Well, who doesn't know what "six hundred square meters" is, if we're talking about a dacha? The expression has migrated to us from the times of the USSR.
In that era, citizens were very happy when they received a small plot of land outside the city – those same six hundred square meters – for a summer house.
People stood in line for dacha "hundred square meters", as well as for cars. But land plots were allocated to almost all families who wanted to have their own land.
However, the area of such plots was absolutely the same for everyone - six hundred square meters. Why so much? Because everything was calculated in advance.

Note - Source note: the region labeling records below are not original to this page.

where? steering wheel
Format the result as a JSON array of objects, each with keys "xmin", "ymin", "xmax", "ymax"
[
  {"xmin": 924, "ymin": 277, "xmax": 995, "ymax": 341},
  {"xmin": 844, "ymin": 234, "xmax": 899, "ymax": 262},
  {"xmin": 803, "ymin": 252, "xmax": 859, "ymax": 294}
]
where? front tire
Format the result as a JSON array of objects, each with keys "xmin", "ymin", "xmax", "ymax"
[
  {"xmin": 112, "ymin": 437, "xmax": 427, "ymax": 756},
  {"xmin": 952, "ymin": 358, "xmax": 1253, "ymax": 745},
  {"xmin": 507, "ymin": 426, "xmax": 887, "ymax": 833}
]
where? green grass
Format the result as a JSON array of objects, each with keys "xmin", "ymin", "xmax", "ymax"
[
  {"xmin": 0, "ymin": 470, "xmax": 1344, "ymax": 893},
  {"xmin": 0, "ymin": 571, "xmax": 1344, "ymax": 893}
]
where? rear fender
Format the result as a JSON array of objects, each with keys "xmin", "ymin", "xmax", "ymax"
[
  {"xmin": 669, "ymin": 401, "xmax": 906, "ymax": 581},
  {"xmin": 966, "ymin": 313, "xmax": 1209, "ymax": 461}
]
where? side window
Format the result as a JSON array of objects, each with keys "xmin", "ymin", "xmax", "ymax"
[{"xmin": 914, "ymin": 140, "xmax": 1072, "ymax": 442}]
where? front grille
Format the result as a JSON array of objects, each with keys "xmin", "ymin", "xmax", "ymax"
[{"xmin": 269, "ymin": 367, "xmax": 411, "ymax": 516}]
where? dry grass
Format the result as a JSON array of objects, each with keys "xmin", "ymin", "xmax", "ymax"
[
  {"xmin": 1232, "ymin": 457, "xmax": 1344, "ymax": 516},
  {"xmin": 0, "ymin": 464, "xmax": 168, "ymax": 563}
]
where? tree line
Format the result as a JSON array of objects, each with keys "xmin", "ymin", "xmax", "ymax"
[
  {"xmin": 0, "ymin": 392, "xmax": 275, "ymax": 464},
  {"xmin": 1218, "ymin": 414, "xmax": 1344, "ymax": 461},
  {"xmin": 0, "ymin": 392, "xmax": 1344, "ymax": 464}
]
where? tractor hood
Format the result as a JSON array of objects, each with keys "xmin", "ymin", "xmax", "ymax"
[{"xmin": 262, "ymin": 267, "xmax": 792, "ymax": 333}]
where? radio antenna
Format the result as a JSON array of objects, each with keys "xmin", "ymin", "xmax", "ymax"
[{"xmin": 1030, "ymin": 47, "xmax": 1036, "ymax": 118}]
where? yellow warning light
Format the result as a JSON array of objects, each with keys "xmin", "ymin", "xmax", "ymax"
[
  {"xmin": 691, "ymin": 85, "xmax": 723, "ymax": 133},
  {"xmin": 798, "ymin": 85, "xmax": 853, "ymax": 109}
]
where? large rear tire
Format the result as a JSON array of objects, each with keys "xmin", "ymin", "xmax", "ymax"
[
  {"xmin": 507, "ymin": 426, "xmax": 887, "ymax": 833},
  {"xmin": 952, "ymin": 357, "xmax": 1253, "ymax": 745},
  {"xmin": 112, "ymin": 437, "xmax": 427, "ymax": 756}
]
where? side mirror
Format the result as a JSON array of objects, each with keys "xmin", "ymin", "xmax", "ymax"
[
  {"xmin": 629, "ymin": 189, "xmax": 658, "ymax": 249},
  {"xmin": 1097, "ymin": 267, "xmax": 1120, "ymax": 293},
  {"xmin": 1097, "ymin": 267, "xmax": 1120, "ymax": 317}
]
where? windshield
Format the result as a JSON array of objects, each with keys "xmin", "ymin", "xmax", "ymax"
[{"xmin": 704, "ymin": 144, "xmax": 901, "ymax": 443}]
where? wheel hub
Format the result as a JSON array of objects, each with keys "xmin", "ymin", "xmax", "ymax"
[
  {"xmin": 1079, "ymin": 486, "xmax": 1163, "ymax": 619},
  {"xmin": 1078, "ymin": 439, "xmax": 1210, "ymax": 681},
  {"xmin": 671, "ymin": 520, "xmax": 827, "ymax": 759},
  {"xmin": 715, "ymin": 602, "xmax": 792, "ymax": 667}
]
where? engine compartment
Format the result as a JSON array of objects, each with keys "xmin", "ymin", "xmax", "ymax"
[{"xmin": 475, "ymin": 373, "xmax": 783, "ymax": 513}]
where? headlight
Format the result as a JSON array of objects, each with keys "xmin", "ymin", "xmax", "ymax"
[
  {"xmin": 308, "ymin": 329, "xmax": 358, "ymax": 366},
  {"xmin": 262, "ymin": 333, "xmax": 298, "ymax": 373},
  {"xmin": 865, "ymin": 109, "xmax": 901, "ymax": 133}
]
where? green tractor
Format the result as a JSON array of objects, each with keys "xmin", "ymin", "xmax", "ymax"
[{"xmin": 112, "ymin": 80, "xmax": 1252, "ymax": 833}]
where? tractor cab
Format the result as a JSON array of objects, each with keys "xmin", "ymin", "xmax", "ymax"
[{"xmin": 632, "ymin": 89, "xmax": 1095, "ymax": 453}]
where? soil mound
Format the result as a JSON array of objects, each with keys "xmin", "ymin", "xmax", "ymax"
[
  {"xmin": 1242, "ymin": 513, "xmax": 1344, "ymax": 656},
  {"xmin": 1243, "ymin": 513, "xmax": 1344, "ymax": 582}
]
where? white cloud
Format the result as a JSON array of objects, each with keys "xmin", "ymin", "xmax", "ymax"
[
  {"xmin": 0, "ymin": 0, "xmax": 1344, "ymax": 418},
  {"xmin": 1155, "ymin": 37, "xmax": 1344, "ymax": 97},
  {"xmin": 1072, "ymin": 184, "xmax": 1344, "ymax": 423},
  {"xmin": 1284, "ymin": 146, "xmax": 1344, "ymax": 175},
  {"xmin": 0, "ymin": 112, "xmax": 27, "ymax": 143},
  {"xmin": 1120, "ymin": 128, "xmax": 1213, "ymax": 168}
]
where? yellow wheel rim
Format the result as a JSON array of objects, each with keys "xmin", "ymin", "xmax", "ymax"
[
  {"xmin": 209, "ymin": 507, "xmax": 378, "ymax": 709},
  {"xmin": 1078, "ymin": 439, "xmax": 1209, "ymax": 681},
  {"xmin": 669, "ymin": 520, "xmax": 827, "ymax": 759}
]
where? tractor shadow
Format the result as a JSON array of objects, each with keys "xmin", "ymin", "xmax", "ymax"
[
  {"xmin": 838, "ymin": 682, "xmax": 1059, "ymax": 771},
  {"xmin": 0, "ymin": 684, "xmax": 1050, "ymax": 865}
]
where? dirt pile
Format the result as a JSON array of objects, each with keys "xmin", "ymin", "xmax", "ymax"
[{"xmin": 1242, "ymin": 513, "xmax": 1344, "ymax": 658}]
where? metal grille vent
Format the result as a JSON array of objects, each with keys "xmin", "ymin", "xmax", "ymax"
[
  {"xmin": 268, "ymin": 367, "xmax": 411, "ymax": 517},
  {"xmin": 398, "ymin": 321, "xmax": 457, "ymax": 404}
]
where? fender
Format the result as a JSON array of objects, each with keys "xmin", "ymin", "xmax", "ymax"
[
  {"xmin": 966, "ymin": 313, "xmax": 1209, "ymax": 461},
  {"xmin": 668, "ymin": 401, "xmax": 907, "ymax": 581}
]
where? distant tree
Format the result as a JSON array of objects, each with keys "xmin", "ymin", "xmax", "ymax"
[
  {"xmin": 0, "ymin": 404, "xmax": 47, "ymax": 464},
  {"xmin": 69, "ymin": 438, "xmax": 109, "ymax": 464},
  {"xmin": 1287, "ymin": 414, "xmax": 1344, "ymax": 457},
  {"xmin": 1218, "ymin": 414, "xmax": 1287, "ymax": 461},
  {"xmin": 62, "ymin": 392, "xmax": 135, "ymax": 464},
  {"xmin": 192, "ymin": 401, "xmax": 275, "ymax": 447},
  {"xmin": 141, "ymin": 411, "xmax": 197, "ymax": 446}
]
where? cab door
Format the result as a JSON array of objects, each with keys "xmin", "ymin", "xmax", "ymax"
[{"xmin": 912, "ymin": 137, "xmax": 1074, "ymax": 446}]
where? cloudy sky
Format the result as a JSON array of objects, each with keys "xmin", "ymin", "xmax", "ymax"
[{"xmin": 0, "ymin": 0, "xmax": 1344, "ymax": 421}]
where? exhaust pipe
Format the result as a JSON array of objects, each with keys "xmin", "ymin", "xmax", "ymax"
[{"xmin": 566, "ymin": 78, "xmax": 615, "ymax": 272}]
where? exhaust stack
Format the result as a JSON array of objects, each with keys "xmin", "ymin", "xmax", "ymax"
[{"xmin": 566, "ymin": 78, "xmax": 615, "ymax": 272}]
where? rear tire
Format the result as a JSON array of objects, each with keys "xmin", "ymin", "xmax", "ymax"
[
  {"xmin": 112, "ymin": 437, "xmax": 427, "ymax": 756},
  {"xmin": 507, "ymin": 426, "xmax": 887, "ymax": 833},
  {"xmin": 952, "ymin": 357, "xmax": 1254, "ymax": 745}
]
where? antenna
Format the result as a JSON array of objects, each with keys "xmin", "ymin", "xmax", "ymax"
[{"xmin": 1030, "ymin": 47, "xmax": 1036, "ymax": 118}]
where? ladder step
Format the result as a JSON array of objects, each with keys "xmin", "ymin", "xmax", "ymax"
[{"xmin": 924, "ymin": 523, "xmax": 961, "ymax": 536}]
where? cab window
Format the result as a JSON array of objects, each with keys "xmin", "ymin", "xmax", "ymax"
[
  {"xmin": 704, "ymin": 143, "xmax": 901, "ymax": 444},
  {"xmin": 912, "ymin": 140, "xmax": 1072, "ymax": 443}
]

The author of the calculation is the Soviet vegetable scientist Vitaly Edelshtein. He calculated that the annual vegetable consumption rate per person is 500.7 kg.
Afterwards, I determined that to grow such a volume of vegetables, a land area of 124.5 square meters was needed.
This figure was then multiplied by the family coefficient (in those years in the USSR, one family consisted on average of 3.9 to 4.3 people).
To the resulting figure, it remained to add the area required for planting garden trees.
This is how – as a result of the Soviet scientific approach with the corresponding calculations – the notorious six hundredths were obtained.
And in 1949, a resolution was adopted: to allocate six hundred square meters to Soviet citizens, according to the scientist’s calculations.
Earlier we talked about some things from the USSR that today can bring their owners a good income.